El resto del equipo brilla por su ausencia o por la inclinada pendiente de aprendizaje. El secretario de Estado Tillerson debe aún ganarse un espacio en la toma de decisiones y la confianza de su jefe y sus empleados. El secretario del Tesoro Mnuchin tiene la difícil tarea de vender una reforma tributaria que implica un incremento significativo en el déficit público, al tiempo que está dispuesto, contra la tradición de sus antecesores, a pronunciarse por un dólar débil. En una reunión se le escuchó decir que le gustaría algún día firmar un billete de mil dólares, quizá sin darse cuenta que esa alta denominación sólo puede corresponder a una moneda que se ha debilitado de manera excesiva. Por supuesto, con la imagen de su patrón. El secretario de Comercio Ross aspira a encabezar las negociaciones comerciales internacionales, lo que disputará el todavía no confirmado representante Comercial de Estados Unidos a quien legalmente competen y, para mayor complicación, en supuesta coordinación con Peter Navarro a cargo de "comercio y manufacturas" en la Casa Blanca.

Y todo esto con una aguda ausencia de personal en el nivel de subgabinete en donde casi nadie ha sido nominado, ya no se diga confirmando. La gente cercana a la Casa Blanca defiende el modelo caótico de gobierno como un estilo personal de gobernar. El problema es que, en ausencia de resultados, continuará la merma de apoyo y la constante erosión de credibilidad interna y externa.

Sin progreso en frentes relevantes para su país, se dará el fin de Trump. Primero lo abandonará el grupo de republicanos sensatos que lo han apoyado hasta ahora bajo el argumento de que Estados Unidos, pero ellos también, necesita a un presidente exitoso. Luego los que le dieron el beneficio de la duda y se inclinaron por él en la elección bajo el supuesto de su probada eficacia y dejaron de lado bravuconadas y falta de preparación. Al final sólo quedarán los incondicionales, a quienes tanto prometió pero es mejor no pueda cumplir, que seguirán culpando al resto de su falta de éxito.
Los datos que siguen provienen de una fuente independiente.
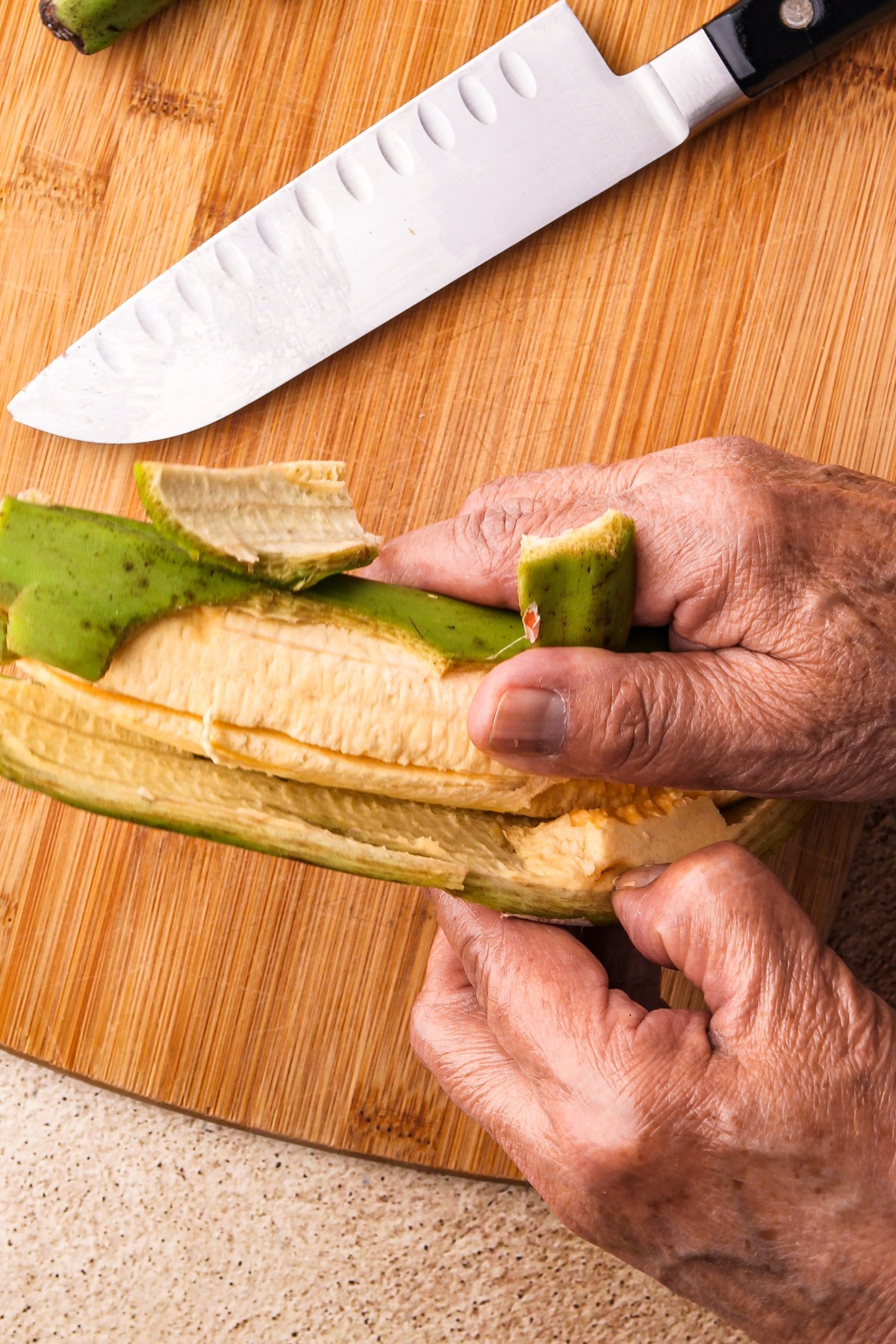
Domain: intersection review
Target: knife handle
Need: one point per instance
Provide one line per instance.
(765, 42)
El peligro para todos, estadounidenses pero también el resto del mundo y sus vecinos Canadá y México, es que Donald Trump no sabe perder y estará dispuesto a doblar una apuesta con tal de salir arriba ante una circunstancia difícil. Un presidente bien intencionado aunque ineficaz, Barack Obama por ejemplo, difícilmente hubiera causado un daño mayúsculo. Otro ineficaz pero que cree no serlo, narcisista, beligerante y apostador es otra historia.